Relationship between major metals and DR
The predictive performance of the selected KNN model was further illustrated by PDP analysis, in which the relationship between six major heavy metals (Sb, Ba, Pt, As, Tl, Cd) and the predicted value of DR is shown in Figure 4, and the results of the remaining heavy metals are shown in Figure S3. The results show that some heavy metals, including As, Co, Sb, and Tu, showed a significant trend that the predicted risk of DR increased with increasing levels of these heavy metals in the log-transformed interval of relatively high concentrations. The predicted risk of DR increased significantly with increasing log-transformed levels of some heavy metals, including As, Co, Sb, and Tu, in the log-transformed interval of relatively high concentrations, but there was no significant correlation between Pt and the predicted risk of DR at high concentrations. However, there was no significant correlation between the increasing or decreasing levels of Cs, Hg, and Pb and the DR risk. These results suggest that timely detection of major metal concentrations in living organisms may play an important role in predicting the onset of DR.

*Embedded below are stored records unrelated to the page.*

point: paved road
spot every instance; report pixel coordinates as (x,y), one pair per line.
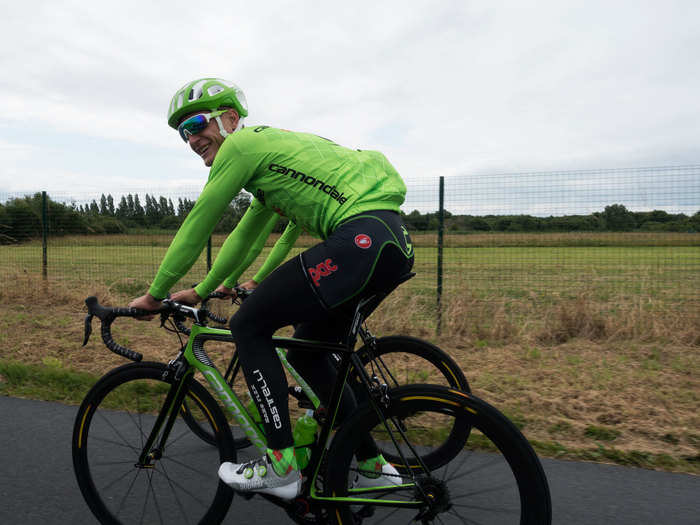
(37,485)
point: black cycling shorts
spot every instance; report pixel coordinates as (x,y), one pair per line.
(343,266)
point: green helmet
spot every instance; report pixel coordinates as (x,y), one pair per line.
(206,94)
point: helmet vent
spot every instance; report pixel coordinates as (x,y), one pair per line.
(196,92)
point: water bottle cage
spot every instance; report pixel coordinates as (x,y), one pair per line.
(298,394)
(320,415)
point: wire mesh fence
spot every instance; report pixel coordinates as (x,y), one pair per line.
(523,238)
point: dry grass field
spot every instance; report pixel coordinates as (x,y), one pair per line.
(594,353)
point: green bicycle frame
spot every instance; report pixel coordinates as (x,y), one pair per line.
(198,359)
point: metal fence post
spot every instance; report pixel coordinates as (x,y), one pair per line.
(45,235)
(209,254)
(441,235)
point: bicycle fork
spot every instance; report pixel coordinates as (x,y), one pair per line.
(167,416)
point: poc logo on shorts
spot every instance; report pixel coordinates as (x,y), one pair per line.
(322,269)
(363,241)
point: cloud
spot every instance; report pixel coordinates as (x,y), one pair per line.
(442,88)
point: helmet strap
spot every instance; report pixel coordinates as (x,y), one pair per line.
(223,131)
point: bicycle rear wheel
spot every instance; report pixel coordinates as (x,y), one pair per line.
(181,485)
(491,476)
(402,360)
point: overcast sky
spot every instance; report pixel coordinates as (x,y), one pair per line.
(442,88)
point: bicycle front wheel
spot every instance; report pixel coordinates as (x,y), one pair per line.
(491,476)
(180,485)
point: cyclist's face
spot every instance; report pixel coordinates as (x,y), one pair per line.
(206,143)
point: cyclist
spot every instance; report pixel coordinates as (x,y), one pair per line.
(347,198)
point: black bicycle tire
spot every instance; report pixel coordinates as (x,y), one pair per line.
(535,499)
(81,436)
(442,361)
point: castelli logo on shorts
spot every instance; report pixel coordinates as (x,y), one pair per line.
(363,241)
(322,269)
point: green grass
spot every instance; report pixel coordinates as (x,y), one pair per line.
(48,383)
(666,272)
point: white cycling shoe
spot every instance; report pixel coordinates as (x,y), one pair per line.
(388,477)
(259,476)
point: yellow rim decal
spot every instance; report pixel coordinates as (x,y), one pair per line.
(459,393)
(451,373)
(430,399)
(82,425)
(203,407)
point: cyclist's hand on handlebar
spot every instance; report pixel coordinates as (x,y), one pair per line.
(188,297)
(145,302)
(226,291)
(250,285)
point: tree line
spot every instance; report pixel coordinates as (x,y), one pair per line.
(615,217)
(21,218)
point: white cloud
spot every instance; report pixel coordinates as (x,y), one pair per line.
(443,88)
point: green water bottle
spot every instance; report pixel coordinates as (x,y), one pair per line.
(304,436)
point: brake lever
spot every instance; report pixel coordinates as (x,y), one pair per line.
(88,328)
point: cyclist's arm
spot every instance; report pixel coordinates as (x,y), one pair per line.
(279,252)
(226,179)
(253,251)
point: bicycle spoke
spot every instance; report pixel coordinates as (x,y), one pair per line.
(487,509)
(491,462)
(172,489)
(112,442)
(131,485)
(184,489)
(155,500)
(483,491)
(203,473)
(116,431)
(112,483)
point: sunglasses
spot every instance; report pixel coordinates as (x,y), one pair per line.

Relationships between major metals (a) Sb, (B) Ba, (C) Pt, (is) as, (picture) Tl, (debt) Cd versus predicted DR risk. The x-axis of the plots represents the log-transformed values of each metal.
Interaction effects of variables on DR
An analysis of the heavy metal exposure interaction characteristics with the PDPs model was conducted. The results in Figure 5A show that the corresponding variables with an overall interaction strength greater than 0.2 were Sb, age, Tu, Pt, As, Cd, and Ur, with Sb having the most significant interaction effect. The interaction performance of baseline variables in predicting DR risk remained weaker than that of heavy metals. Therefore, an interaction analysis of Sb with other variables was further conducted. Figure 5B revealed that the interaction of Sb with age was the highest among all metal pairs, with an overall interaction strength greater than 0.4. In addition to the strong synergistic effect of Sb with As, Tl, and Cs, ethnicity also had an effect on the prediction of DR risk with Sb, with an overall interaction strength greater than 0.2.

Interaction effect of variables on DR. (a) Interactions between heavy metals and baseline variables of DR. (B) Interactions between Sb levels and other variables in DR. The range of the lines represents the overall strength of the interactions; the wider the range, the stronger the effect.